[Libvir] virDomainDestroy not synchronous?

i686 libvirt-0.1.5-3 xen-3.0.2-33 Code: domain_desc = virDomainGetXMLDesc(vdp, 0); response = virDomainDestroy(vdp); if (response == 0 && domain_desc) { /* sleep(3); */ virDomainCreateLinux(vp, domain_desc, 0); free(domain_desc); } If I add the 'sleep()', the domain dies and virDomainCreateLinux() fails with the following error: libvir: Xen Daemon error : POST operation failed: No such domain futon1 Failed to get devices for domain futon1 That really doesn't bother me, and it's likely my fault anyway (it's not a fully configured domain; it's a dom-U sitting in the anaconda install screen). Of course, it's moot if we get a guaranteed synchronous reboot flag for virDomainReboot()... hint hint ;) What bothers me is that if I *don't* put the sleep in, the domain never actually gets destroyed.
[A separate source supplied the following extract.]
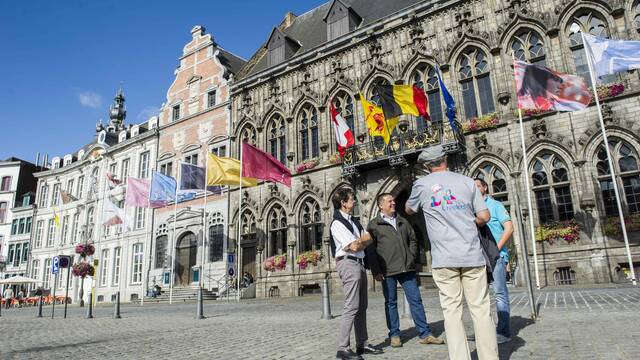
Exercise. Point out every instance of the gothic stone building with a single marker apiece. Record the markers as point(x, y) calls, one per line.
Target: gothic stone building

In this particular case, the domain is still sitting at the anaconda install screen; all I have to do is reconnect using xm console. If I only do a virDomainDestroy(), the domain gets destroyed. So, it looks like like the virDomainCreateLinux() cancels the destroy request before it can be completed. This makes it look like that the destroy request is not synchronous, and/or the result of the operation is not guaranteed (only that the request was made). Is it supposed to work this way, or is this a bug/problem? -- Lon

On Tue, 2006-09-26 at 18:07 -0400, Lon Hohberger wrote: xend.log -- Lon

On Tue, 2006-09-26 at 18:07 -0400, Lon Hohberger wrote:
This makes it look like that the destroy request is not synchronous, and/or the result of the operation is not guaranteed (only that the request was made). Is it supposed to work this way, or is this a bug/problem?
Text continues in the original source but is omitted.